[Mesa-dev] [Mesa3d-dev] ARB draw buffers + texenv program

Thu Apr 15 08:29:00 PDT 2010

On Thu, Apr 15, 2010 at 11:17 AM, Roland Scheidegger <sroland at vmware.com> wrote:
> On 15.04.2010 02:03, Alex Deucher wrote:
>> On Wed, Apr 14, 2010 at 5:05 PM, Brian Paul <brianp at vmware.com> wrote:
>>> Moving this to the new mesa-dev list...
>>>
>>> Roland Scheidegger wrote:
>>>> On 14.04.2010 00:38, Dave Airlie wrote:
>>>>> On Wed, Apr 14, 2010 at 8:33 AM, Roland Scheidegger <sroland at vmware.com>
>>>>> wrote:
>>>>>> On 13.04.2010 20:28, Alex Deucher wrote:
>>>>>>> On Tue, Apr 13, 2010 at 2:21 PM, Corbin Simpson
>>>>>>> <mostawesomedude at gmail.com> wrote:
>>>>>>>> On Tue, Apr 13, 2010 at 6:42 AM, Roland Scheidegger
>>>>>>>> <sroland at vmware.com> wrote:
>>>>>>>>> On 13.04.2010 02:52, Dave Airlie wrote:
>>>>>>>>>> On Tue, Apr 6, 2010 at 2:00 AM, Brian Paul <brianp at vmware.com>
>>>>>>>>>> wrote:
>>>>>>>>>>> Dave Airlie wrote:
>>>>>>>>>>>> Just going down the r300g piglit failures and noticed
>>>>>>>>>>>> fbo-drawbuffers
>>>>>>>>>>>> failed, I've no idea
>>>>>>>>>>>> if this passes on Intel hw, but it appears the texenvprogram
>>>>>>>>>>>> really
>>>>>>>>>>>> needs to understand the
>>>>>>>>>>>> draw buffers. The attached patch fixes it here for me on r300g
>>>>>>>>>>>> anyone
>>>>>>>>>>>> want to test this on Intel
>>>>>>>>>>>> with the piglit test before/after?
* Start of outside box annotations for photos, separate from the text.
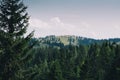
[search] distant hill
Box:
[33,35,120,47]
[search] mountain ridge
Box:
[33,35,120,47]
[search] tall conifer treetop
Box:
[0,0,33,80]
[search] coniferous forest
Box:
[0,0,120,80]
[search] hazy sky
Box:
[25,0,120,38]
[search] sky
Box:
[24,0,120,39]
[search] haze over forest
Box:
[25,0,120,39]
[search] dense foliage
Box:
[21,42,120,80]
[0,0,33,80]
[0,0,120,80]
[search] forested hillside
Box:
[24,42,120,80]
[31,35,120,47]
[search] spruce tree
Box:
[0,0,33,80]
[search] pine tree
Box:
[0,0,33,80]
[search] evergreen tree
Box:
[0,0,33,80]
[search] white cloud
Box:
[28,17,104,38]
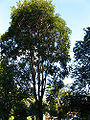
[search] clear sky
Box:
[0,0,90,48]
[0,0,90,83]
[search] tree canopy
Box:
[72,27,90,94]
[1,0,71,119]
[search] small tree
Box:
[1,0,70,120]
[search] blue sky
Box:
[0,0,90,83]
[0,0,90,51]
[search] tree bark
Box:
[38,98,43,120]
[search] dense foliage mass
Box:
[1,0,70,120]
[73,27,90,94]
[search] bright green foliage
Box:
[0,61,14,120]
[1,0,70,119]
[72,27,90,94]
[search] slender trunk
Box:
[38,98,43,120]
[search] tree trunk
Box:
[38,100,43,120]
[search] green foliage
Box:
[1,0,71,119]
[72,27,90,94]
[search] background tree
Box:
[1,0,70,120]
[72,27,90,94]
[0,61,14,120]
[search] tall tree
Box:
[1,0,70,120]
[72,27,90,94]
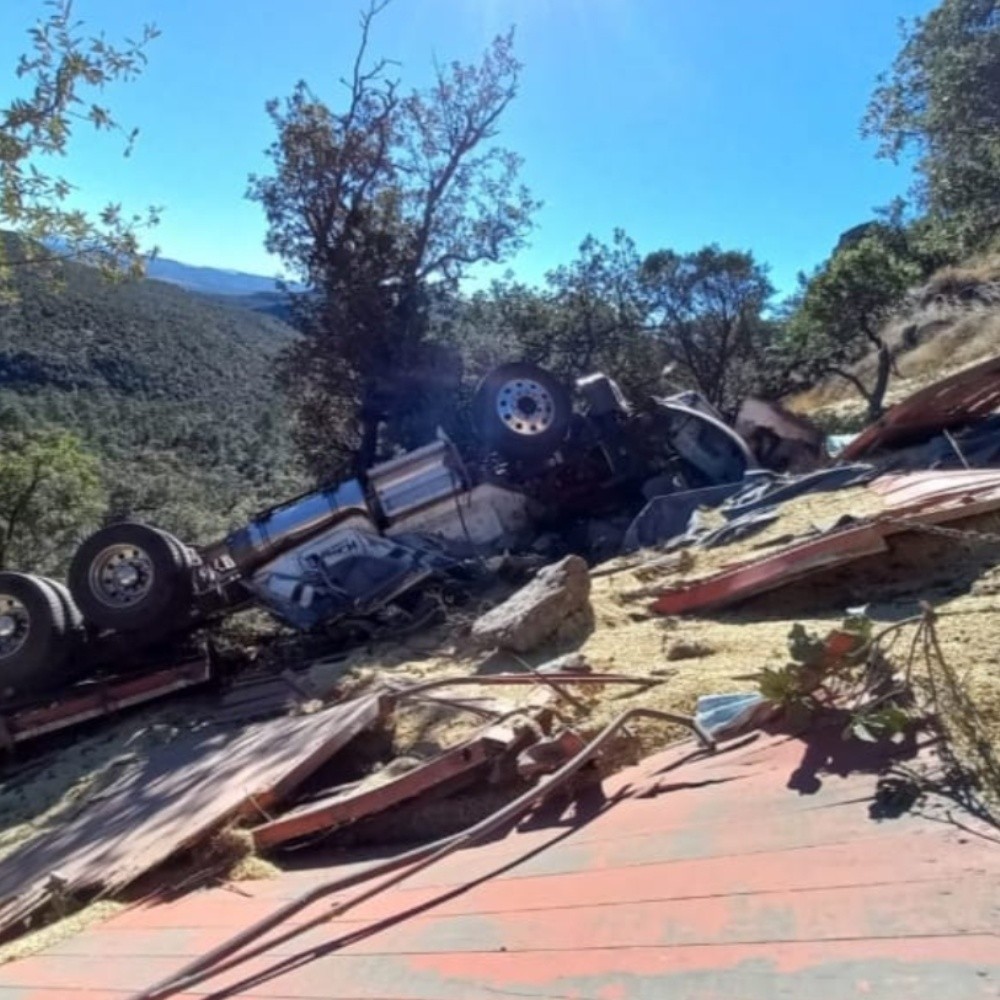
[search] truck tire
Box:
[0,573,72,695]
[69,521,191,635]
[38,576,85,632]
[153,528,194,569]
[473,361,573,460]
>>>>>>>>>>> The piglit test passes as-is with Mesa/swrast and NVIDIA.
>>>>>>>>>>>
>>>>>>>>>>> It fails with gallium/softpipe both with and w/out your patch.
>>>>>>>>>>>
>>>>>>>>>>> I think that your patch is on the right track.  But multiple render
>>>>>>>>>>> targets
>>>>>>>>>>> are still a bit of an untested area in the st/mesa code.
>>>>>>>>>>>
>>>>>>>>>>> One thing: the patch introduces a dependency on buffer state in the
>>>>>>>>>>> texenvprogram code so in state.c we should check for the
>>>>>>>>>>> _NEW_BUFFERS flag.
>>>>>>>>>>>
>>>>>>>>>>> Otherwise, I'd like to debug the softpipe failure a bit further to
>>>>>>>>>>> see
>>>>>>>>>>> what's going on.  Perhaps you could hold off on committing this for
>>>>>>>>>>> a bit...
>>>>>>>>>> Well Eric pointed out to me the fun line in the spec
>>>>>>>>>>
>>>>>>>>>> (3) Should gl_FragColor be aliased to gl_FragData[0]?
>>>>>>>>>>
>>>>>>>>>>      RESOLUTION: No.  A shader should write either gl_FragColor, or
>>>>>>>>>>      gl_FragData[n], but not both.
>>>>>>>>>>
>>>>>>>>>>      Writing to gl_FragColor will write to all draw buffers
>>>>>>>>>> specified
>>>>>>>>>>      with DrawBuffersARB.
>>>>>>>>>>
>>>>>>>>>> So I was really just masking the issue with this. From what I can
>>>>>>>>>> see
>>>>>>>>>> softpipe messes up and I'm not sure where we should be fixing this.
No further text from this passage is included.